Янычары-артиллеристы улуг-чорбаджи Неждана, количеством 1 000 воинов при 50 орудиях-топах, смогли без особых затруднений за короткое время выстроить себе долговременный укрепленный лагерь севернее Ходейды на невысоких прибрежных холмах. Как и положено по боевому наставлению, берущему начало от первых янычар почти 200 лет тому назад, «новые воины» выкопали вкруговую на покатых склонах нагорья огневые пушечные позиции и выставили на самых опасных направлениях боевые посты из расчета два орудия на протяженность 300 шагов, дабы без затруднений отбить картечью внезапную вражескую атаку.

Внутри воинского лагеря были построены из камня и известняка пять янычарских казарм, каждая на 200 бойцов, кухня и столовая, конюшня, баня, отхожее место, протяженное здание цейхгауза для хранения запасного обмундирования, снаряжения и вооружения и склад с подвалом для продовольствия. Недалеко на морском побережье был устроен артиллерийский полигон для боевых занятий с молодыми янычарами – аджемогланами.

Но этот воинский стан предназначался всего лишь для одной тысячи бойцов. А для трех пехотных турецких полков – алаев, в которых общее число аскеров насчитывается 15 тысяч, надо в 15 раз больше площади, а свободную землю здесь, вокруг густозаселенной приморской Ходейды, для строительства 75 казарм, не считая прочих необходимых зданий: цейхгауза, столовой, бани и др., – найти очень проблематично.

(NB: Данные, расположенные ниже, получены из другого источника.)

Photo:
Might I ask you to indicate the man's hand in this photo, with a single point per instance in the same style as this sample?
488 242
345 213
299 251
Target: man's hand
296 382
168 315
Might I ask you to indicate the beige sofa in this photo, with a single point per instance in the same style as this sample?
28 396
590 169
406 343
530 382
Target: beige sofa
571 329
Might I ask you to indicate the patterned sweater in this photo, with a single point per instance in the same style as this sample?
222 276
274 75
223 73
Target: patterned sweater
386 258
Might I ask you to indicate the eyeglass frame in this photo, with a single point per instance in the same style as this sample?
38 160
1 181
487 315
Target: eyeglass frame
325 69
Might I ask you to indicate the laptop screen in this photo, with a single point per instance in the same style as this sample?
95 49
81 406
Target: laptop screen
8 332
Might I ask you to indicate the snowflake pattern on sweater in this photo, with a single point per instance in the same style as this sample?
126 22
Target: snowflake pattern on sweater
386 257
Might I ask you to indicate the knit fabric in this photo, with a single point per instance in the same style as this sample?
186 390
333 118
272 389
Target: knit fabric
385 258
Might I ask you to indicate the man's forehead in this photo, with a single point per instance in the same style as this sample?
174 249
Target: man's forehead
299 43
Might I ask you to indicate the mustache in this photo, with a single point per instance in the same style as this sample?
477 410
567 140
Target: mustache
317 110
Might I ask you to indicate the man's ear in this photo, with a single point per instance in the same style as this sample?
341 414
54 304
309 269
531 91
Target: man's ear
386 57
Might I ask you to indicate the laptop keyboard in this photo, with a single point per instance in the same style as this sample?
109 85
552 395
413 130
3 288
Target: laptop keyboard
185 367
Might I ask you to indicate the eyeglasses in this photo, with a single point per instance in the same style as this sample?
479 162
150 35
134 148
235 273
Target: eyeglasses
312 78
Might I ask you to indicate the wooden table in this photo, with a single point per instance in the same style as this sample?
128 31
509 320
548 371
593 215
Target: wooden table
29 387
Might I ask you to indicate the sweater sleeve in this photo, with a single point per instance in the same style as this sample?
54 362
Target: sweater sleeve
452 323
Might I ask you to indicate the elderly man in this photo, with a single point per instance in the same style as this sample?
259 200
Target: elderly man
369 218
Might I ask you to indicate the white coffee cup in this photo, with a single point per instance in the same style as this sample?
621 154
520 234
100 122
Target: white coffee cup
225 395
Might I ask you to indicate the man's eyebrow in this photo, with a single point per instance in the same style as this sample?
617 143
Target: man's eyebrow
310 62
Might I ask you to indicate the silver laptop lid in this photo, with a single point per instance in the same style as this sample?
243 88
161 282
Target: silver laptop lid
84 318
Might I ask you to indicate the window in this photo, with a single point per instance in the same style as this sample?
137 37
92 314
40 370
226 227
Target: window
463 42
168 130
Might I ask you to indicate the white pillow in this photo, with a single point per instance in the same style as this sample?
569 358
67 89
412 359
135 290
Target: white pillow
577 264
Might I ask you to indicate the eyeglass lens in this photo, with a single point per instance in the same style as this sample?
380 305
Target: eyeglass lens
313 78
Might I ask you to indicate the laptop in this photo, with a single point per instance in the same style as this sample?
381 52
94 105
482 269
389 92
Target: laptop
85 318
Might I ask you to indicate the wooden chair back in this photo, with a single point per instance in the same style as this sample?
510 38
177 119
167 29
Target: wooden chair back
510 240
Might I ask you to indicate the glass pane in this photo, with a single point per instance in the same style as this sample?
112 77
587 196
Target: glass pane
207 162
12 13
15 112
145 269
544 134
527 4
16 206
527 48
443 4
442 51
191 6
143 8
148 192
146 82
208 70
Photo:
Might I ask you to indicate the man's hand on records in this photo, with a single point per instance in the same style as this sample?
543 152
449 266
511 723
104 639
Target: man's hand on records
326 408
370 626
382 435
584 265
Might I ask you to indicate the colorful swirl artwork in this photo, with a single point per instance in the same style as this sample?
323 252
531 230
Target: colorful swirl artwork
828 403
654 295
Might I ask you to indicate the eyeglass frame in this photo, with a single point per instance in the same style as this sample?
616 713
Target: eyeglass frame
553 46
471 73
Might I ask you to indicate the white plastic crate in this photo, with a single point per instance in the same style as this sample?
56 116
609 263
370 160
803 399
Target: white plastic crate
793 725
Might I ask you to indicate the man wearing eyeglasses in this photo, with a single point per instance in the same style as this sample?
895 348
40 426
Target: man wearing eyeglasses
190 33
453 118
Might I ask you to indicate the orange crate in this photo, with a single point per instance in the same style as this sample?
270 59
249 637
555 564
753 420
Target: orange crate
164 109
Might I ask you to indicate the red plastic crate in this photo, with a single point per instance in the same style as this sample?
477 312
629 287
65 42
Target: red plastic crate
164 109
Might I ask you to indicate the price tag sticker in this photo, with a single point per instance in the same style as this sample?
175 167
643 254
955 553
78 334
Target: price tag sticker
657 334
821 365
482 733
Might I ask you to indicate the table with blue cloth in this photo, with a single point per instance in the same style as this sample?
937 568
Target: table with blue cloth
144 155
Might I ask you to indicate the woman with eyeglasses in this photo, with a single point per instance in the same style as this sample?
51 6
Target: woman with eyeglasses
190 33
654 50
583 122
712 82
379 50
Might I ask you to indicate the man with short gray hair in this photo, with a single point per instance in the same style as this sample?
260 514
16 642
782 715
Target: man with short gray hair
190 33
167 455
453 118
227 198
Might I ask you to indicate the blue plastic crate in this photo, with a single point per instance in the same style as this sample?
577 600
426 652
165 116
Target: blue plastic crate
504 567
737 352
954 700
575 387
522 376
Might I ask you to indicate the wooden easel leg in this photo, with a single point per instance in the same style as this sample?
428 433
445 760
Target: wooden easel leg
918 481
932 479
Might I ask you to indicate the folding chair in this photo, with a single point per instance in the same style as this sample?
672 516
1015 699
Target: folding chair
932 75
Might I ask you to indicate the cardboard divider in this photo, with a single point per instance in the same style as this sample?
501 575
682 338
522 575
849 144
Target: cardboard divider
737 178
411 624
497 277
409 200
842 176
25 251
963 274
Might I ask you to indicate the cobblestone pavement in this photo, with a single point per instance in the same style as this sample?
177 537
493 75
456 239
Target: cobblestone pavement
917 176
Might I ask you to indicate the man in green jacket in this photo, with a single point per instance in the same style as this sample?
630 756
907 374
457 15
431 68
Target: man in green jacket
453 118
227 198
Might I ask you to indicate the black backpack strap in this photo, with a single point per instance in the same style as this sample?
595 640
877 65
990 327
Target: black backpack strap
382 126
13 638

Правитель горной и равнинной страны Йемен и Хадрамаута султан-имам Мухаммед Бен Исмаил, благообразный старец в длинном мужском белом платье с боковыми разрезами – галабее, в просторных белых же шальварах, ниспадающих на красные туфли без задников с загнутыми вверх носами, и в маленькой желтой чалме на седой голове, принял обоих османских старших офицеров, моряка Бекстала и янычара Неждана, в своем трехэтажном дворце на центральной площади – бедестане Ходейды очень приветливо, долго тряс им руки, заглядывал им в глаза, но не подобострастно, а с большой долей достоинства, расспрашивал их о житье-бытье и угощал их густым напитком «кофе», вкусом в некоторой степени схожим с крепко заваренным черным китайским чаем, и бледно-зелеными клейкими мелкими листочками кустарника ката, от которого настроение долго его жующего человека повышается и он становится веселым и разговорчивым. Морской улуг-дей Бекстал и янычарский улуг-дей Неждан от кофе не отказались, а тарелочки с листьями ката отставили в сторону, на стол – не пристало боевым туркам жевать жвачку, словно жвачное животное.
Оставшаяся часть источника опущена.